Llegamos por la noche, muy temprana aquí, casi a la mítica hora del té, al Lago Ness. Llamo a casa y aprovecho para preguntar. Me explican todo lo ocurrido. Descubro que a pesar de moverme un par de millares de kilómetros al norte, los únicos monstruos que consigo ver, sentir y que nos estremecen en el Lago Ness son los que ya conocía antes de venir. Los de siempre.
Es inexcusable. El hecho de que sea una universidad invita a imaginar una perversión muy grande, un ensañamiento muy retorcido contra estudiantes de todas las partes del mundo, de investigadores, profesores, trabajadores y obreros. Matar a futuros arquitectos, médicos, abogados, periodistas, historiadores, enfermeras, químicos o físicos. Querer destruir parte de la infraestructura dónde se investigan antiguos legajos de Navarra, curas contra el cáncer y todo tipo de tumores o dónde los economistas hacen trabajos de investigación acerca de cómo crear una economía de mercado más solidaria y justa. O el primer lugar donde se comenzó a estudiar euskera académicamente como una lengua más. Además del deseo manifiesto de matar indiscriminadamente, está el deseo de destruir todo rastro de estos conocimientos. Porque el mayor desactivador de explosivos es la razón.

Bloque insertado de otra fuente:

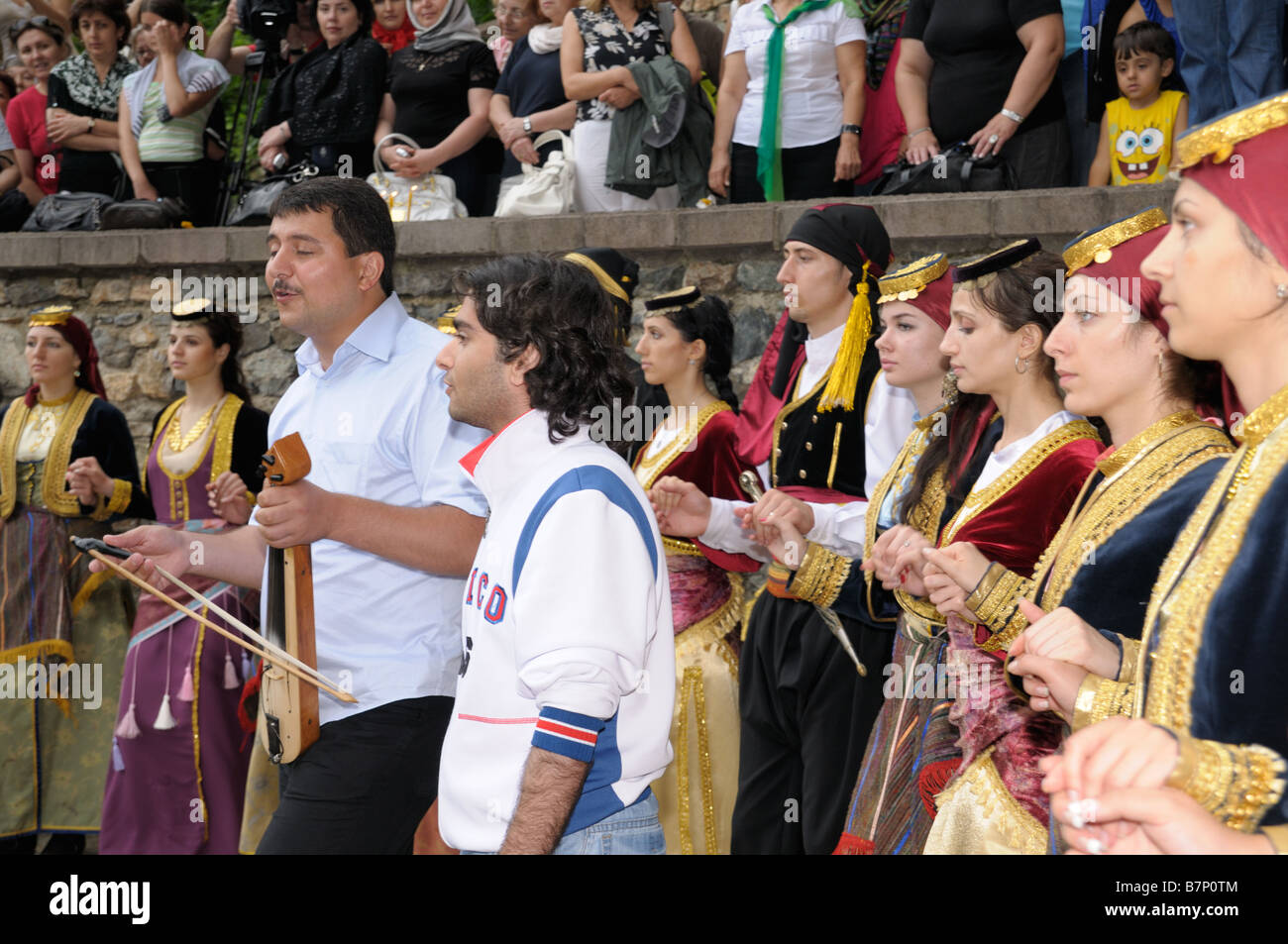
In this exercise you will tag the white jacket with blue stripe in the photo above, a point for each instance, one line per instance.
(567, 635)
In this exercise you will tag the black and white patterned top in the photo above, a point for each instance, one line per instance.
(73, 85)
(609, 44)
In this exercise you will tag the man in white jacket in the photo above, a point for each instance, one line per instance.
(565, 700)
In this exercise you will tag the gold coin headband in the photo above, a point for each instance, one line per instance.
(909, 281)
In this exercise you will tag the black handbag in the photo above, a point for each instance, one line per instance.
(14, 210)
(253, 207)
(953, 170)
(67, 210)
(163, 213)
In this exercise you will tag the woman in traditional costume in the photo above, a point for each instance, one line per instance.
(914, 310)
(62, 630)
(1212, 666)
(687, 340)
(1010, 455)
(179, 755)
(1113, 361)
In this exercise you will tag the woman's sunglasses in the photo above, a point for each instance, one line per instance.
(43, 24)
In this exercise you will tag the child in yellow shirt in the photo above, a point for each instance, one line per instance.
(1137, 130)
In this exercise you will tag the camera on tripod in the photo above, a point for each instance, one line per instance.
(267, 20)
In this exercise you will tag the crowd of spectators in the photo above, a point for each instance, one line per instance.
(807, 98)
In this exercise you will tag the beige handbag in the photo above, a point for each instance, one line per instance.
(428, 197)
(546, 189)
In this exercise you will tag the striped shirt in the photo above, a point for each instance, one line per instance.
(176, 140)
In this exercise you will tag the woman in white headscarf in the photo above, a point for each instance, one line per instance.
(438, 94)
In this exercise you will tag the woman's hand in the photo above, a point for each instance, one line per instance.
(1149, 822)
(227, 496)
(951, 575)
(992, 137)
(151, 546)
(772, 509)
(897, 559)
(785, 543)
(167, 38)
(88, 480)
(510, 132)
(618, 97)
(423, 161)
(922, 146)
(848, 159)
(1111, 755)
(1052, 685)
(717, 175)
(524, 151)
(60, 125)
(681, 506)
(880, 559)
(1063, 635)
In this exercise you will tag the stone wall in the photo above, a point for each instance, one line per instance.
(732, 252)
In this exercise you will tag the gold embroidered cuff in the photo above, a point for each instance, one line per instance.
(121, 493)
(1129, 659)
(1278, 836)
(995, 603)
(114, 505)
(1100, 698)
(678, 545)
(1236, 784)
(1086, 699)
(820, 576)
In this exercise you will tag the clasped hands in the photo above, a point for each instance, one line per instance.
(288, 517)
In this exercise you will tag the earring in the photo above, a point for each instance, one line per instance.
(948, 391)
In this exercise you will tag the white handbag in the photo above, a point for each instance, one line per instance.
(546, 189)
(428, 197)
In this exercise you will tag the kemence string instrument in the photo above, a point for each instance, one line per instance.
(288, 717)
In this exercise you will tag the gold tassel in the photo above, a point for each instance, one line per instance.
(845, 369)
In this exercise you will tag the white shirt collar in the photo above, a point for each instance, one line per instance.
(819, 355)
(375, 338)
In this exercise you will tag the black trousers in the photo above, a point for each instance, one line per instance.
(806, 172)
(365, 785)
(806, 715)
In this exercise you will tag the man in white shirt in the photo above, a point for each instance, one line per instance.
(563, 711)
(391, 522)
(805, 710)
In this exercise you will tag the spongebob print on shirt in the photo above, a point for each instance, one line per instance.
(1140, 141)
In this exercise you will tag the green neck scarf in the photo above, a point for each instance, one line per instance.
(769, 149)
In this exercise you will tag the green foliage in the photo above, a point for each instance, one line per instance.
(482, 11)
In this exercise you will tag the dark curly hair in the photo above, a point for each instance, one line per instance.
(224, 329)
(1013, 296)
(708, 320)
(558, 308)
(112, 9)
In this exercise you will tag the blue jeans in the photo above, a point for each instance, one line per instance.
(634, 831)
(1233, 52)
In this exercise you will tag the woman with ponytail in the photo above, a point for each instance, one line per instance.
(179, 723)
(65, 468)
(688, 348)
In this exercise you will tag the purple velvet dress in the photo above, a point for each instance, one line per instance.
(179, 789)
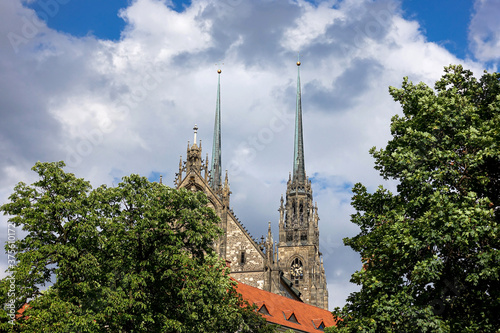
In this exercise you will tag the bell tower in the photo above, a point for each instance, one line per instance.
(298, 247)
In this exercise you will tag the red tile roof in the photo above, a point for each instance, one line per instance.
(280, 309)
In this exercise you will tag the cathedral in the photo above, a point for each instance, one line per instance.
(291, 267)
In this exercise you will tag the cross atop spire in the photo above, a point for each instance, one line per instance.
(195, 129)
(216, 166)
(299, 173)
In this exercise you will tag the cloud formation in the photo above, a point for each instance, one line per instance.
(111, 108)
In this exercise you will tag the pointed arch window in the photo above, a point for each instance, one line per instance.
(296, 270)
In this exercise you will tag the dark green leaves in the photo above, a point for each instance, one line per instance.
(431, 251)
(133, 258)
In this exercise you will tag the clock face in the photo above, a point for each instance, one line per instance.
(296, 270)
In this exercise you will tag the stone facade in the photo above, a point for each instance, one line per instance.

Por suerte quedan violinistas. Esa mañana Josean les dijo a sus alumnos que ellos seguirían escribiendo y con las prácticas “como los violinistas del Titanic” que siguieron tocando hasta que se hundió el barco. Aunque no creo que nadie tuviese temple para hacerlo, frente a la monstruosidad de 80 kilos de explosivos queda la imagen y la delicadeza de la rutina y del trabajo. Ramón recoge un elenco de colaboraciones e intensa actividad que los estudiantes de periodismo llevaron ese día. La verdad es que impresiona esa movilización y hace que uno se sienta orgulloso.












He empezado a escribir este comentario varias veces pero sólo me salen suspiros. Aaaay.
PD: Levantemos el ánimo. ¿El equipo con nombre en otro idioma es el Racing, el Sporting o el Athletic?